The Rise of the Merchant Class

Although Europe remained largely rural during the Middle Ages, people gradually moved from the agricultural estates to towns where they became merchants and artisans. While some cities had survived in a reduced state since the days of urbanized Rome, others grew up or were founded at strategic crossroads, at fords in rivers, or around a village market, often beside protective castle walls. Rogier painted just such a large prosperous city as a background to St. George and the Dragon (see Figure 1). City people, the burghers (burh or burg was a Germanic word for city), for all their entrepreneurial skills, held their fortunes in goods and money, that is, moveable property, not land, and so they remained outside the traditional social and economic (feudal-manorial) system.
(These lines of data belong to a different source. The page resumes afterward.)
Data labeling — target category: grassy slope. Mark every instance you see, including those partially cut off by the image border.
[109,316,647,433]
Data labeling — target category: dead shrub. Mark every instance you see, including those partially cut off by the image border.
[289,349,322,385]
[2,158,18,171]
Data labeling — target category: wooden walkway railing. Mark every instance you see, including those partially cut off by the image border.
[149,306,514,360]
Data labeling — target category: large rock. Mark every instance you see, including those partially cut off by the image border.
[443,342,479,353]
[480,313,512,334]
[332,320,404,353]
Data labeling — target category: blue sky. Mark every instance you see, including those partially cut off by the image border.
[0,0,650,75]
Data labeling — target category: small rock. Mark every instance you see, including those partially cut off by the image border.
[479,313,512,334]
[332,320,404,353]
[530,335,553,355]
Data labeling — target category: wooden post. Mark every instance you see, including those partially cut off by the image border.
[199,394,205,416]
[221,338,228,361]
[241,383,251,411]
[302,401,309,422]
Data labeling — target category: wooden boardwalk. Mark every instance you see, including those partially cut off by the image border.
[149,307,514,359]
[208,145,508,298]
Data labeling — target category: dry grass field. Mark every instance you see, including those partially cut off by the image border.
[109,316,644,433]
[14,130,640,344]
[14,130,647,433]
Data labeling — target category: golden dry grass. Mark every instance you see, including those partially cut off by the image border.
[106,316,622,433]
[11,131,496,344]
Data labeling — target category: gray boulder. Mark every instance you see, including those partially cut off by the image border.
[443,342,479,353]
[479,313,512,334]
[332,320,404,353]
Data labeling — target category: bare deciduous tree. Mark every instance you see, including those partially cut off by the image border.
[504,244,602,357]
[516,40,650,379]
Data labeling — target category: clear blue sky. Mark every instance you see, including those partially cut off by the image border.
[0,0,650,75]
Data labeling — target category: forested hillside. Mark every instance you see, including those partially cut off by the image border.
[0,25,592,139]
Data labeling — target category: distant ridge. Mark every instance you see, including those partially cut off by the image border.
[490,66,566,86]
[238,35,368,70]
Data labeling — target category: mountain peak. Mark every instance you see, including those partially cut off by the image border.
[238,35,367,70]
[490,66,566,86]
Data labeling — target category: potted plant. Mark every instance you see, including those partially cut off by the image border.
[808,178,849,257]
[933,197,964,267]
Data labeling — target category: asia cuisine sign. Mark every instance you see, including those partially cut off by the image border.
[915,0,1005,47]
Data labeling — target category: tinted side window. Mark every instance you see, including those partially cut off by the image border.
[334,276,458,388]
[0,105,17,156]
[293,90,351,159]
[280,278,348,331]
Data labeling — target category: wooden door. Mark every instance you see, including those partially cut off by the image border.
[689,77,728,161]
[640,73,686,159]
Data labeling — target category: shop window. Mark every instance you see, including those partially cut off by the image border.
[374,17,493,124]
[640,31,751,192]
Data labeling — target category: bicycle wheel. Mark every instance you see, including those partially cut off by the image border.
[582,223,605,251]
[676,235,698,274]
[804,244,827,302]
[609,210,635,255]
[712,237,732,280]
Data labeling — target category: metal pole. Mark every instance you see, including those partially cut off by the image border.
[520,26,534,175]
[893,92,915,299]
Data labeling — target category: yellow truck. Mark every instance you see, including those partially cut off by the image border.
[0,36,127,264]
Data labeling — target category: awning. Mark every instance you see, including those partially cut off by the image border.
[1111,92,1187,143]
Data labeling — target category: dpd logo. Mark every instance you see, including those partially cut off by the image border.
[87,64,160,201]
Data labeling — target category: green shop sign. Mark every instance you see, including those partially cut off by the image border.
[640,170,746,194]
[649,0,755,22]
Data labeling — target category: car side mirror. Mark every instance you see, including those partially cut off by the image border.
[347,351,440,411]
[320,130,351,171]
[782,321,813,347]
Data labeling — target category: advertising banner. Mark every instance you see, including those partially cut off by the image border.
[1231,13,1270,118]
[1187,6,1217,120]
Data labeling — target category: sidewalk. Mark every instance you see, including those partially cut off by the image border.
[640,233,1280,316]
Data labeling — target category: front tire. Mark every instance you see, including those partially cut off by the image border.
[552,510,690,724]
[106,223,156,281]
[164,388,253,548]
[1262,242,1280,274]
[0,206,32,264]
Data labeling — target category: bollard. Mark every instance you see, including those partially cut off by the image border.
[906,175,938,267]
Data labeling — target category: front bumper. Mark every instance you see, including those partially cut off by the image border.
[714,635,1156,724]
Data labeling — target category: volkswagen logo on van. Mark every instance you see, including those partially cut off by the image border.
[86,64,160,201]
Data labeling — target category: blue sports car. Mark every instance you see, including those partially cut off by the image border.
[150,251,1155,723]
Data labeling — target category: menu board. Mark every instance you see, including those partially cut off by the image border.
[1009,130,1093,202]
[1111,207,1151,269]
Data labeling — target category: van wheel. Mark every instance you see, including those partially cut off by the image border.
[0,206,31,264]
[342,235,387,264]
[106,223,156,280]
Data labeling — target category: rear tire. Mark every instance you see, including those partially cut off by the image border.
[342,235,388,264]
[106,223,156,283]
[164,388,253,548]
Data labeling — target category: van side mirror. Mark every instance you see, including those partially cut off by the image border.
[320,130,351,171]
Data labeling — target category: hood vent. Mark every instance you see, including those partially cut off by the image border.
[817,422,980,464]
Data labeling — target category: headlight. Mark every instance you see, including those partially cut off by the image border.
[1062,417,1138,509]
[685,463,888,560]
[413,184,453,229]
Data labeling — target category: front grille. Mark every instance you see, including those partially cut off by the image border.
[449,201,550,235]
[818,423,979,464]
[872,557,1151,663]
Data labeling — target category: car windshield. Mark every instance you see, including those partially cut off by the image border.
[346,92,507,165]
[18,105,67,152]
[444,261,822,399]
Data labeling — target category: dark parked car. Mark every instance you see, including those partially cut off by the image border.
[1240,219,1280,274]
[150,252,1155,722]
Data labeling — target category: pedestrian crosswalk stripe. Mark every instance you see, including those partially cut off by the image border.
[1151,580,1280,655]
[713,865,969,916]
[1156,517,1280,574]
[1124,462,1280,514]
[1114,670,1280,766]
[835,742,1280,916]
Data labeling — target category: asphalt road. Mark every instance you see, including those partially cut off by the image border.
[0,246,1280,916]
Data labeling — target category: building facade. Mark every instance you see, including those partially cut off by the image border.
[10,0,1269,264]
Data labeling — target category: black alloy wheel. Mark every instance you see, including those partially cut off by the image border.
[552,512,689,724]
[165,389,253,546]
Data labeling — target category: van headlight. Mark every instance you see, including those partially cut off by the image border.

As trade and commerce revived and an economy based on money emerged, their power and social standing grew. Kings who recognized the importance of money as a means to hire their own soldiers and free themselves from overly powerful vassals began to ally themselves with the burghers. They established new towns where they granted special privileges and collected taxes. Nevertheless, the medieval social order continued to place the clergy in the highest rank, followed by the landed nobility, and at the bottom everyone else, whether they were wealthy merchants and artisans in the towns or farmers on the land. In this complex and shifting but highly stratified society, material symbols— especially a crowd of liveried retainers performing their duties in an imposing castle—became a very important way for a noble to show his importance. Livery (distinctive dress) identified the members of a noble household by means of the design of garments, the colors of cloth, the embroidered symbols, and even metal badges (Document 66). Meanwhile the castle building itself provided a setting for the rituals of daily life. The castle stood as an outward sign of aristocratic authority, wealth, power, and privilege. Ultimately the height of castle walls and towers became as important for their symbolic value as for their defensive capability. The castle as an architectural form changed to reflect and accommodate changing needs, functions, and expectations. When explosives came into use in the fourteenth century, making walls easy targets, the massive towers of the twelfth century gave way to the complex and decorative turrets we see in Rogier’s painting of St. George.